The Immediacy of Paint: Surface: Waterfront Gallery, University of Suffolk, Ipswich, Suffolk, England

23 June - 20 July 2017
Group Exhibitions

CHRIS HAWTIN, GLENN BROWN, KIM ANNO, MATTHEW HRISHANU, ROBERT PRISEMAN AND SHAUN CAMP

Surface is the supportive exhibition for the symposium The Immediacy of Paint; Surface.

The Immediacy of Paint: Surface exhibition installation

Waterfront Gallery, University of Suffolk, Ipswich, Suffolk, England

Photo credit Edgar Laguinia

There are many internationally recognised artists living in the East of England and those with links to the region whose main practice is painting.

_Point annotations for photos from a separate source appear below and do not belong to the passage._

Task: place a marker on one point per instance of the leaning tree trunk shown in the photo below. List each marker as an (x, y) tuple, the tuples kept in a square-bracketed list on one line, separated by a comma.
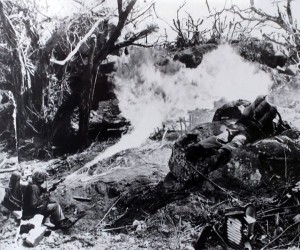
[(88, 83)]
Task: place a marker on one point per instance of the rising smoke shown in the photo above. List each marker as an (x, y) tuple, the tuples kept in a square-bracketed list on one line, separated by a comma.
[(151, 89)]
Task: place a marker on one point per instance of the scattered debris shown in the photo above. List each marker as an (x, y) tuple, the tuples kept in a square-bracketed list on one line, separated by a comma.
[(78, 198)]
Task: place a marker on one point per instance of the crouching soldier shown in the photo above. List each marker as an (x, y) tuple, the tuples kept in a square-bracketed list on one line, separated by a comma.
[(257, 122), (37, 201)]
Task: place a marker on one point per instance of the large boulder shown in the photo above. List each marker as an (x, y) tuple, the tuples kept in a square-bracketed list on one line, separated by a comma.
[(231, 110)]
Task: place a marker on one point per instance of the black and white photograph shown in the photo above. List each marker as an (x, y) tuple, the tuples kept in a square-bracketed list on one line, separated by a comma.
[(149, 124)]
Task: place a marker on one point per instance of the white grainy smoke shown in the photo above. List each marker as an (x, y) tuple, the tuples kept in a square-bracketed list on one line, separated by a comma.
[(150, 93)]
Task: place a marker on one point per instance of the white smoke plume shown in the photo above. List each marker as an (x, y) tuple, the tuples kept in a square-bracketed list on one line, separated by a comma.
[(150, 94)]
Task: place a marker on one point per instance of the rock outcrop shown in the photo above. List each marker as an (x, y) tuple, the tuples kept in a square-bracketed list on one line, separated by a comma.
[(251, 166)]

It has been the intention of the symposium and this accompanying exhibition to build upon this resource and establish a platform for bringing together networks in order to further the dialogue surrounding painting through questioning how surface is mediated with current technologies.

 

This exhibition includes artists who are each questioning surface through material or immaterial aspects while employing their own unique visual language both through  their praxis and artistic position.  Surface is a broad subject and with this in mind the ever-expanding boundaries of contemporary painting practice are explored by this distinguished group of artist through their works. 

 

The artworks featured in Surface reflect varying concepts about surface through both painting, digital imagery, or a hybrid of both. While some artists are firmly rooted in the physical and material aspects of painting they are still embracing digital technologies to mediate surface through their materials. While others are utilising new technologies to incorporate the material and the digital.

 

Artist such as Chris Hawtin have utilised new methods of image making by employing 3d scans and architectural modelling programmes to explore ‘the language of the painted surface.’   Hawtins writes ‘The digitally generated structures are a brutal interruption within the paintings yet they are subsumed into the language of the painted surface, playing with the classic science fiction image of the alien invasion.’  Hawtin’s use of digital imagery and scans are integral to his image making resulting in hybrid approach. While Hawtin’s hybrid approach is heavily immersed in the material aspect of paint,  digital elements are integral in his visual language and image making.

 

For example in the work Battle, exemplifies Kim Anno’s ability to form fluid blurs on surfaces of photographic imagery. In which Anno diffuses photographic imagery with diluted painted marks of transparent and opaque colour holding the viewer’s gaze so they are able to absorb its figurative and abstract components simultaneously. These works speak of obliteration and alteration, especially in Battle which uses historical images, in this case a photograph of the engraving of The Lion Hunt (1836) by Horace Vernet. Anno work focuses changing landscape due to climate change and the use of this  image of violent figures frozen in action during a hunt reminds the viewer of acts against nature.

 

Glenn Brown is widely acknowledged as one of the most revered and prominent painters in the world today. Brown’s work demonstrate a unique visual language that questions the history and traditions of painting, notions of originality and the nature of reproduction, while revealing an immeasurable knowledge of paint and it’s materiality. Browns ability to imply a surface through a flat glossy rendering challenges belief and his visual questioning makes us aware, amongst other things, of what impacts and interferes with how we, the viewers, visually comprehend painting in the digital age. 

 

In considering that similar if not the same digital image making, editing and printing tools are utilised in both photography and painting, how has the visual language of artists today been imbued by digital elements. This then leads to questioning how pigment versus pixel are compared when considering surface and visual language. 

 

Artist Shaun Camp’s practice is predominantly focused on digital imagery which leads us to question how surface and image making is addressed, both in practice and conceptually. Camp’s work sits within the realm of photography other than painting yet at its core is about image making. There are painterly and abstract elements in Push IV and Push III, which through their ambiguity becomes shapes and forms hinting at an unknown landscape. Through a painterly and abstractive lens these images have a material presence which disrupts imagined spaces and surfaces.